# New Visa4uk Site question



## S4AOX (Nov 12, 2013)

On the new VISA4UK website under the section "family details"

Are the questions about current passport, nationality,family names, mother and father and children about the applicant or sponsor?

I am the sponsor, and I'm filling the application on behalf of my wife the applicant.

Thanks


----------



## Sel (Mar 17, 2013)

S4AOX said:


> On the new VISA4UK website under the section "family details"
> 
> Are the questions about current passport, nationality,family names, mother and father and children about the applicant or sponsor?
> 
> ...


Applicant your wife as she is applying for the visa.


----------



## S4AOX (Nov 12, 2013)

Thanks, 

one of the questions on that same section asks

Does your spouse / partner currently live with you? I answered no (As im in the UK)

It follows up with the "Address Details" Please enter details of their permanent residential address and contact details. You must enter at least one contact phone number

Do I put in my address details here or the applicants? Bearing in mind i have put her address details in the Personal Details section?

Thanks


----------



## Sel (Mar 17, 2013)

S4AOX said:


> Thanks,
> 
> one of the questions on that same section asks
> 
> ...


Your welcome, 

as it states "their" as in the spouse (you) I'm amusing if it follows with that question then enter your details. 

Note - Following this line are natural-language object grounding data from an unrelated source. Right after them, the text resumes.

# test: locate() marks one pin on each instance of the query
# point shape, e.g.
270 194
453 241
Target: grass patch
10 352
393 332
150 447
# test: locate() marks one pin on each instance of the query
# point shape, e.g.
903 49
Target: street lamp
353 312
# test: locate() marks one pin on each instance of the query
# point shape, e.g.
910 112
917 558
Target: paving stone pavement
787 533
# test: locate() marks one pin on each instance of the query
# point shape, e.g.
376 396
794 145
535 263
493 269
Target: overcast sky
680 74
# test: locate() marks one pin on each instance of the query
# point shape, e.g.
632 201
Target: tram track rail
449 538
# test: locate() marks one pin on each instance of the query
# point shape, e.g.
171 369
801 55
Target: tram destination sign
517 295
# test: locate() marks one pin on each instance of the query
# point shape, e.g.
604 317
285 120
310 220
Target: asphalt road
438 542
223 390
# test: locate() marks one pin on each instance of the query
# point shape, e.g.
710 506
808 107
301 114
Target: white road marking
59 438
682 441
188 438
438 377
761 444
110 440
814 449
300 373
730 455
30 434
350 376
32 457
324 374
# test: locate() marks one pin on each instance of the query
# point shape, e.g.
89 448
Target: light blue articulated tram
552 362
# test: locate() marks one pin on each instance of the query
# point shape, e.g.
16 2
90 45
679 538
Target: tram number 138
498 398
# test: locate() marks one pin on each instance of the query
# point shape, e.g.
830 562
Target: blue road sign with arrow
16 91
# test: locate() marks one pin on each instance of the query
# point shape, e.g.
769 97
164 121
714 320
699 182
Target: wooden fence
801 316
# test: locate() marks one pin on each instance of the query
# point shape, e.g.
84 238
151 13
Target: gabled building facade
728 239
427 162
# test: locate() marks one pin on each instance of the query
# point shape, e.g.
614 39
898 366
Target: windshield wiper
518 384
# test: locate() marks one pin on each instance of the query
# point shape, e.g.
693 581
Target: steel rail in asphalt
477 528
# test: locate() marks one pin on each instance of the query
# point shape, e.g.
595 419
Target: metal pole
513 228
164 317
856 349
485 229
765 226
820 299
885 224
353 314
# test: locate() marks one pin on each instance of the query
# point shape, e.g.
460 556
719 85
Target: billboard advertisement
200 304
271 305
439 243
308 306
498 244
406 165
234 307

It gets confusing when the applicant does not fill in the form, so are you filling in both forms for her? will you be sending a copy of the forms when you send her your supporting documents?


----------



## S4AOX (Nov 12, 2013)

Ive already submitted Appendix 2, Cat A with all supporting documents which shes already received.

All that's left is completing the main application online and booking a date for the Biometrics,a s far as I can tell the application is the same if you select "Apply for myself" or "Apply for someone else", some of the questions are so unclear, e.g what is the sponsors relationship to you? You cant select spouse/partner/wife etc, had to select other relative!

She's in Pakistan, ill be making the payment for the application.


----------



## Sel (Mar 17, 2013)

S4AOX said:


> Ive already submitted Appendix 2, Cat A with all supporting documents which shes already received.
> 
> All that's left is completing the main application online and booking a date for the Biometrics,a s far as I can tell the application is the same if you select "Apply for myself" or "Apply for someone else", some of the questions are so unclear, e.g what is the sponsors relationship to you? You cant select spouse/partner/wife etc, had to select other relative!
> 
> She's in Pakistan, ill be making the payment for the application.


I see, fab! wish you all the best  

I know a lot of people have commented on that issue. 

Thanks for info also didn't realize someone else can fill out the form apart from the applicant, that's a relief for me I can fill out my husbands application form  from understanding, I may be wrong I thought the application needs to be printed off also and send with support documents.


----------



## S4AOX (Nov 12, 2013)

Once payment is made, the application can be printed off. The applicant should be able to do that.


----------